WILLIAMSON, W.Va. -- Five years ago, Williamson Mayor Darrin McCormick was trying to figure out how to pay for his town's sewer crisis. Jobs were nearly non-existent.
A few blocks away on Main Street, Dr. Dino Beckett's practice was flooded with people who couldn't afford medical care. Beckett treated patients free every other Friday, "but it didn't make a dent," he said. He started dreaming of a federally funded community health center where patients could pay on a sliding scale.
Down the street, WVU Extension agent Bill Richardson was plotting a year-round farmers market. There is no grocery store in the Williamson end of Mingo County.
Diabetes educator Vicki Lynn Hatfield wanted to canvas the county to find people who have diabetes and don't know it. She knew that the lower the income, the greater the risk.
More than 30 percent of Mingo residents live below the poverty line, compared with 18 percent statewide, and Mingo has one of the nation's highest early death rates, according to a University of Washington study.
"There are such good, strong people around here," Hatfield said. "We could save a lot of them from dying early."
Hatfield, Richardson, McCormick and Beckett all grew up in Mingo County. Schools Superintendent Randy Keathley did too.
Keathley was worrying about the children. One in three Mingo fifth-graders had high blood pressure that year -- 32 percent - according to West Virginia University screeners and 35 percent were obese. More than 80 percent qualified for free or reduced-price meals.
Keathley wanted to increase their physical activity and improve school nutrition. "We need to go that extra mile," he said. "Children who are hungry and sluggish can't concentrate."
They were all working on their dreams separately, in their own agencies, not getting very far. Then something interesting happened. They started working together.
First, Mayor McCormick got a lot of community development training. "If you've got a problem, you find out how to solve it," he said.
He revived the Williamson Redevelopment Authority as a vehicle to apply for grants and get things done. Dr. Beckett agreed to be president.
About the same time, Vicki Hatfield and other interested people started the Mingo County Diabetes Coalition "so we could have more clout." They issued a walking challenge: get a team of ten people and see if you can walk enough steps to get to Los Angeles.
"We hoped 70 people would sign up, and we got 180," she said. The next year, they got more than 300. "So we knew people are hungry for this sort of thing."
Meanwhile, North Carolinian Eric Mathis had moved to Williamson to start a solar energy business and a "smart office" that could provide sustainable technology training to the region.

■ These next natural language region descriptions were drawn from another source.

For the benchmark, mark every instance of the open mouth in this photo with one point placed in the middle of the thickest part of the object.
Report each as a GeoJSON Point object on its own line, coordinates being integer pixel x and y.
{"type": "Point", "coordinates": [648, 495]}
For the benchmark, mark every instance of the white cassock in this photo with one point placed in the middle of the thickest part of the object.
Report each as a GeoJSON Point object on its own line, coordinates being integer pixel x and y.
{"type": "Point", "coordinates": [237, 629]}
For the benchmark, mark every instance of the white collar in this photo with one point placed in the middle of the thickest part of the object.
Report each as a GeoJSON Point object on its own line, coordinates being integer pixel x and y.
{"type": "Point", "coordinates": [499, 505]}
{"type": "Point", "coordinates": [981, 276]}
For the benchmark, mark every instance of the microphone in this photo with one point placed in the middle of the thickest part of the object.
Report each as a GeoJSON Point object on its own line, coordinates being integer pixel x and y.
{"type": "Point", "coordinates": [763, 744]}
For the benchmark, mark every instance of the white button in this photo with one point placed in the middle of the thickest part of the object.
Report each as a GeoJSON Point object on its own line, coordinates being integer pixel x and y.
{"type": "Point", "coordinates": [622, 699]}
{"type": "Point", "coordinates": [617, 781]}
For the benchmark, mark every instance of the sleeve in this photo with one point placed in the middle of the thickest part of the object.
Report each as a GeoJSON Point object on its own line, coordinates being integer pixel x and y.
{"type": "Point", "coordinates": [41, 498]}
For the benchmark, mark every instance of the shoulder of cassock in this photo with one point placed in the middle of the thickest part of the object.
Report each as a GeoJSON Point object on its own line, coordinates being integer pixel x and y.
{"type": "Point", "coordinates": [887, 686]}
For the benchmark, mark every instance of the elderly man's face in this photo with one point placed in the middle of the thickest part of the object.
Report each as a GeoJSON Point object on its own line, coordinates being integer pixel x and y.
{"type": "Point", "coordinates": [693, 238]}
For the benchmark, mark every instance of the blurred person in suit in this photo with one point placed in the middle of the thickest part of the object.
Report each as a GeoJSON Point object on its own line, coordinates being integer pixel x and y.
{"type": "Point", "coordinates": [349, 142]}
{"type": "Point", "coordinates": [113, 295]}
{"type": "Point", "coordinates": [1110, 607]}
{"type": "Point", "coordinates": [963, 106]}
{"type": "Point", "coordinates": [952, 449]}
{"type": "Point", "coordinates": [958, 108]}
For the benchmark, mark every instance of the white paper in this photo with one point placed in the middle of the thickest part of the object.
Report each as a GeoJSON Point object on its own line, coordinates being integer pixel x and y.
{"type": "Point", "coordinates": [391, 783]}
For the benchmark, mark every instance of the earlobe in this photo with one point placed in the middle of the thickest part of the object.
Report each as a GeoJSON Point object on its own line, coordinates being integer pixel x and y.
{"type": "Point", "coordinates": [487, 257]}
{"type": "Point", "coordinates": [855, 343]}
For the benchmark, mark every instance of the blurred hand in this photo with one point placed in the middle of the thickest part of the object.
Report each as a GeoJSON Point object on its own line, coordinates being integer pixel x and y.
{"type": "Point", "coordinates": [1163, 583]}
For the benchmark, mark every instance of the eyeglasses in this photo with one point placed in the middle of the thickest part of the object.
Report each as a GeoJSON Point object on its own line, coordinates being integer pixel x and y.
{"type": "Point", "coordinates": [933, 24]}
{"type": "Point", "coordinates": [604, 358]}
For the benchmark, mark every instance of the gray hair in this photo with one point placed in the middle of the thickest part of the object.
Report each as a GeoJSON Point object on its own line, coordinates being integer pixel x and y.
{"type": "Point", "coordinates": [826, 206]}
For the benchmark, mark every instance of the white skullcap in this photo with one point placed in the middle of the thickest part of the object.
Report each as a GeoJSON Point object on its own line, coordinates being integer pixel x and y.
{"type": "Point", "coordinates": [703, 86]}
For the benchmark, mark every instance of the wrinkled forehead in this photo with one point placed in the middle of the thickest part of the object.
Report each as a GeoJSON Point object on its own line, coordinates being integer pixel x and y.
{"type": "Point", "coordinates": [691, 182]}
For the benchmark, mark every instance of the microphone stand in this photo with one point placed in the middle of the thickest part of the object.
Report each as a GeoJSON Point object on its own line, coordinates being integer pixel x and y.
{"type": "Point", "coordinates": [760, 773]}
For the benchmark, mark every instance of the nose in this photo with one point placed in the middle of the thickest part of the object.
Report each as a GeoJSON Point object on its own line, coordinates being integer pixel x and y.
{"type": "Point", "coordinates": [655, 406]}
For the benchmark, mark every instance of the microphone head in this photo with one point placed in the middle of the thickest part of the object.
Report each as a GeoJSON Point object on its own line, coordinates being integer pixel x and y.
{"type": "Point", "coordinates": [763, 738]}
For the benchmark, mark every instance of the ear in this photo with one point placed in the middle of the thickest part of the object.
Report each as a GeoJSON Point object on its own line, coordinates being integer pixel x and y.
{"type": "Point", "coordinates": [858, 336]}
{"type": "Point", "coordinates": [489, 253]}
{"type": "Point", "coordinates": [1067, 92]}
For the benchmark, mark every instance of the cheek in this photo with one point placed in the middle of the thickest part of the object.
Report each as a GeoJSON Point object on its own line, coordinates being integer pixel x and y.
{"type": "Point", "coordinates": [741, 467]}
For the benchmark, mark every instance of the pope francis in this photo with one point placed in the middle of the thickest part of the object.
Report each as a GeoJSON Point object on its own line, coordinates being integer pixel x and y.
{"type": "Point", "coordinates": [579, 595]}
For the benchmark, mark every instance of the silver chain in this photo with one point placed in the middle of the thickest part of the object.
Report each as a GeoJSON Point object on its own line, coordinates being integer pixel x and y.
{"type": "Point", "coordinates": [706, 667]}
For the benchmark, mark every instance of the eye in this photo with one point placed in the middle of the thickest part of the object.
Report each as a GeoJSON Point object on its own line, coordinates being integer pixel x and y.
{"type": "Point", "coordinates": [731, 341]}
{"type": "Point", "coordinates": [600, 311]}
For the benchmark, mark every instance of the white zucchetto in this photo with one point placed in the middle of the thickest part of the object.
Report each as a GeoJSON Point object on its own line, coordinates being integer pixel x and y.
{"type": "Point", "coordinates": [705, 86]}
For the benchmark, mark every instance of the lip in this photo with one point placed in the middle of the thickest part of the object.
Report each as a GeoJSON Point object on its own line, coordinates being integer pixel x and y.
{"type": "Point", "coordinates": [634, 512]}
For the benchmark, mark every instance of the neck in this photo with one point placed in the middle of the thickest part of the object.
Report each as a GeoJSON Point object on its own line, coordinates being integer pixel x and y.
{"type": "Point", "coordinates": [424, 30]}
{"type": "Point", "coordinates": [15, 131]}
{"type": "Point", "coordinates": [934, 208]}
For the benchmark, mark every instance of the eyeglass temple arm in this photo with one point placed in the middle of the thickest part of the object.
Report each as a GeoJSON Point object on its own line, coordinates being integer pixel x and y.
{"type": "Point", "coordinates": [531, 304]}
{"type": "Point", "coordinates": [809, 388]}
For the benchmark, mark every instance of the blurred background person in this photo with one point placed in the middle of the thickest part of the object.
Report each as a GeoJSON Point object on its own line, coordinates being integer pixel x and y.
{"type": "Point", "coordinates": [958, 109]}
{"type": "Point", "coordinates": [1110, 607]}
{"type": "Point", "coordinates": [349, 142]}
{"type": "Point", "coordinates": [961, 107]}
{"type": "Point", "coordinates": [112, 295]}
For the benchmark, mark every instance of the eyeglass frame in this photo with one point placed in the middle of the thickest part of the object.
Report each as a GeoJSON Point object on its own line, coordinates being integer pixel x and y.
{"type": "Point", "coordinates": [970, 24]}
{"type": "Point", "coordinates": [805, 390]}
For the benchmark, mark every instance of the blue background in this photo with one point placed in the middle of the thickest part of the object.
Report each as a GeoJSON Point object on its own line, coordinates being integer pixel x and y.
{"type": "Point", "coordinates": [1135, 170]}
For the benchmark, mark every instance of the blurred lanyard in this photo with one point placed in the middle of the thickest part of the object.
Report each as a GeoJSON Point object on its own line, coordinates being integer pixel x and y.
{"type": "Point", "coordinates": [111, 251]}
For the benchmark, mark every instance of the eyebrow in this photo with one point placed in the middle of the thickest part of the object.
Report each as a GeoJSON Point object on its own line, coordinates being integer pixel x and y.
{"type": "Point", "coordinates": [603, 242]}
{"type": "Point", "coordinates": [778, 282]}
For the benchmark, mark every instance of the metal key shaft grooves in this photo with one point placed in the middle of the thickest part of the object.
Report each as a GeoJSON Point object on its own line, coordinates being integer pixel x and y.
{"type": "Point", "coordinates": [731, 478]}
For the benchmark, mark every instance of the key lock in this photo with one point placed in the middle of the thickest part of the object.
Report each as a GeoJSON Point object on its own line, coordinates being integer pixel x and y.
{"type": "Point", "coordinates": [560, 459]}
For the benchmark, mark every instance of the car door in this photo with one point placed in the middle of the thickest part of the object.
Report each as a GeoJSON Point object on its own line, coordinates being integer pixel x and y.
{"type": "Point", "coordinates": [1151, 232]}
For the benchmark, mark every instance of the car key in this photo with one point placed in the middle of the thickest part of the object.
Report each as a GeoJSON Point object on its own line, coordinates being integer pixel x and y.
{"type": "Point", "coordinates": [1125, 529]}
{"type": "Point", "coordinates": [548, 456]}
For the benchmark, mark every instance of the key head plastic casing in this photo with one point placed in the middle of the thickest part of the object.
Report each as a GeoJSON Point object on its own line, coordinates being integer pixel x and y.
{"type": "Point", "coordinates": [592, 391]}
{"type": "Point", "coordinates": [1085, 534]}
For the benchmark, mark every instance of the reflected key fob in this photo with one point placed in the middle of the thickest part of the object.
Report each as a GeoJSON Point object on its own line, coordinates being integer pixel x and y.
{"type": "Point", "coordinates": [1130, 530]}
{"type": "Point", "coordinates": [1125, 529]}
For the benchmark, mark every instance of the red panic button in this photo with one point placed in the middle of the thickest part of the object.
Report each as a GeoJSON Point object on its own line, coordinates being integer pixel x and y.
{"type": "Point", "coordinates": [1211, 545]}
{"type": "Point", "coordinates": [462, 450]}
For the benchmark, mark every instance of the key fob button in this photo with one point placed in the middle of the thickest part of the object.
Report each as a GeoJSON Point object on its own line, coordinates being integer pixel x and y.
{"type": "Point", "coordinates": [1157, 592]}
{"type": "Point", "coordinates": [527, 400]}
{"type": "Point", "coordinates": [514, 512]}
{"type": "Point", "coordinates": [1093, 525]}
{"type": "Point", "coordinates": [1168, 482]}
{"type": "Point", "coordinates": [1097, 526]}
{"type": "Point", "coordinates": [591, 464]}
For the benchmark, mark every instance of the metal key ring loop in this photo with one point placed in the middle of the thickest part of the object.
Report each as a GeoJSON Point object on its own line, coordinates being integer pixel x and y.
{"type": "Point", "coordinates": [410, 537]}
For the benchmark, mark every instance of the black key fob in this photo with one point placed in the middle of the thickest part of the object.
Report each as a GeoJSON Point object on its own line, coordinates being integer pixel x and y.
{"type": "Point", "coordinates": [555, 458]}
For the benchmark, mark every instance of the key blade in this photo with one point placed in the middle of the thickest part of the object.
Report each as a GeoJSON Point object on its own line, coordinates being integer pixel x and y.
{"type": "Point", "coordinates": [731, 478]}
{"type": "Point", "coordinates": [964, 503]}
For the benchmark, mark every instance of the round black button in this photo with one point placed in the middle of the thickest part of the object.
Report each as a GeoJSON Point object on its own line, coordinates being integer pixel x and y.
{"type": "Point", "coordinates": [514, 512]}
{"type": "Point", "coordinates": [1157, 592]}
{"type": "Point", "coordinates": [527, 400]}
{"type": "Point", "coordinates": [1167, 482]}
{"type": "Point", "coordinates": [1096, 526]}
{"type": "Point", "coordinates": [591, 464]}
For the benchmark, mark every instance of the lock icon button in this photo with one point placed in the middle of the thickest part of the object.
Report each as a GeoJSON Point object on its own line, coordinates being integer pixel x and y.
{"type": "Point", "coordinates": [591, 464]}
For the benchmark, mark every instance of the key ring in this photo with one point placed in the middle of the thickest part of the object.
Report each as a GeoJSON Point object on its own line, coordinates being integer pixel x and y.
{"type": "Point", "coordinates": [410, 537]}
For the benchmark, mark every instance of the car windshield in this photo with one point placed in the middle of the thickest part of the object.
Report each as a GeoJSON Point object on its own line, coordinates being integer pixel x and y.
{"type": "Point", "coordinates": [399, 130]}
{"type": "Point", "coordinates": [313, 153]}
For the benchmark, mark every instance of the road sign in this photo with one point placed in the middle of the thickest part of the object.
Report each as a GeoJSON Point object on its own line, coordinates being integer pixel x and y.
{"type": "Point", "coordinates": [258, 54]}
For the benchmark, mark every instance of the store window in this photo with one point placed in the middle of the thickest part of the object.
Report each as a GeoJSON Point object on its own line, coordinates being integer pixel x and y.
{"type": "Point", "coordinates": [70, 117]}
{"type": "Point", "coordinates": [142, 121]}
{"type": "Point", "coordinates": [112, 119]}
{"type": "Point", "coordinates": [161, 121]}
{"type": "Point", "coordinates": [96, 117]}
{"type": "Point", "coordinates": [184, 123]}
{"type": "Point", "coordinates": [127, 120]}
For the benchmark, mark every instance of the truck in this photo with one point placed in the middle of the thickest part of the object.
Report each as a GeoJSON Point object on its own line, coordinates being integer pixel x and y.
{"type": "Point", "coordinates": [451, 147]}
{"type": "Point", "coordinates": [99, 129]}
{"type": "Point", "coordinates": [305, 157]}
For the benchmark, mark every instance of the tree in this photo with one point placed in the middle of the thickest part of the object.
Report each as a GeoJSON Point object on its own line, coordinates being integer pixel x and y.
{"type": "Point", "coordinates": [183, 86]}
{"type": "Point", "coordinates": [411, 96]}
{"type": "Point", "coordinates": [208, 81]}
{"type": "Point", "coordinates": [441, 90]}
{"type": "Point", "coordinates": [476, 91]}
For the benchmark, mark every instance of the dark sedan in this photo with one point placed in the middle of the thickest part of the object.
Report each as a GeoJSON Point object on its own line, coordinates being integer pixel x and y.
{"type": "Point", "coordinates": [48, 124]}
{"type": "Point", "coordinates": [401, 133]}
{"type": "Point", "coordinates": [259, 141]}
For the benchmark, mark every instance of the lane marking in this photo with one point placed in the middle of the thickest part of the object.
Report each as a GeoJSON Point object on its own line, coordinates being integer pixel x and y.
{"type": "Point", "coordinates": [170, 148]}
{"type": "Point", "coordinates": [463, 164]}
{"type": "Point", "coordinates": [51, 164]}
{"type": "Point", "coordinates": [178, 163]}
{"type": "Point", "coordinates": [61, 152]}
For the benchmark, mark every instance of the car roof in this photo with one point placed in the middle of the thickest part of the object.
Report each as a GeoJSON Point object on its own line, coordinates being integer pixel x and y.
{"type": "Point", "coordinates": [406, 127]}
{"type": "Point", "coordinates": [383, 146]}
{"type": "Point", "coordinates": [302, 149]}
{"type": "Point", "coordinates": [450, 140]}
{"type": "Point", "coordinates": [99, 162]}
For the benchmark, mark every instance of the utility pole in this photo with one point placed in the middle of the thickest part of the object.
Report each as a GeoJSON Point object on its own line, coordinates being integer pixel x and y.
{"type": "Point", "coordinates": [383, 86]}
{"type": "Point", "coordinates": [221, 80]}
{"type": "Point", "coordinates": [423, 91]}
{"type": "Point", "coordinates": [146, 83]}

All those people - and others with their own dreams -- started comparing notes. Sometimes they sat around the town's little coffeehouse and talked. Sometimes they talked at meetings or on the street. They began to see they were working on pieces of the same picture.
That was three years ago. "We saw we were all working on improving our quality of life and the local people's health, and we shouldn't just be looking at one little piece of the puzzle, like a campground or a 5K or a farmers market," McCormick said. "Our project became more about the way all these smaller projects are related."
They saw that a health center would bring the city millions of dollars and lots of jobs. The city could help start the regular 5K run/walks Hatfield wanted. A farmers' market, community gardens and recreation park would make the city more attractive for economic development. The Diabetes Coalition could help get the kids moving. A solar energy company could train people for new professions.
All those things could help lower the awful health statistics.
"We realized that the only way we can deal with our situation effectively is to work together," Beckett said. "And we recognized that health, quality of life, and economic development issues are inseparable. Once we started looking at it like that, we started getting things done."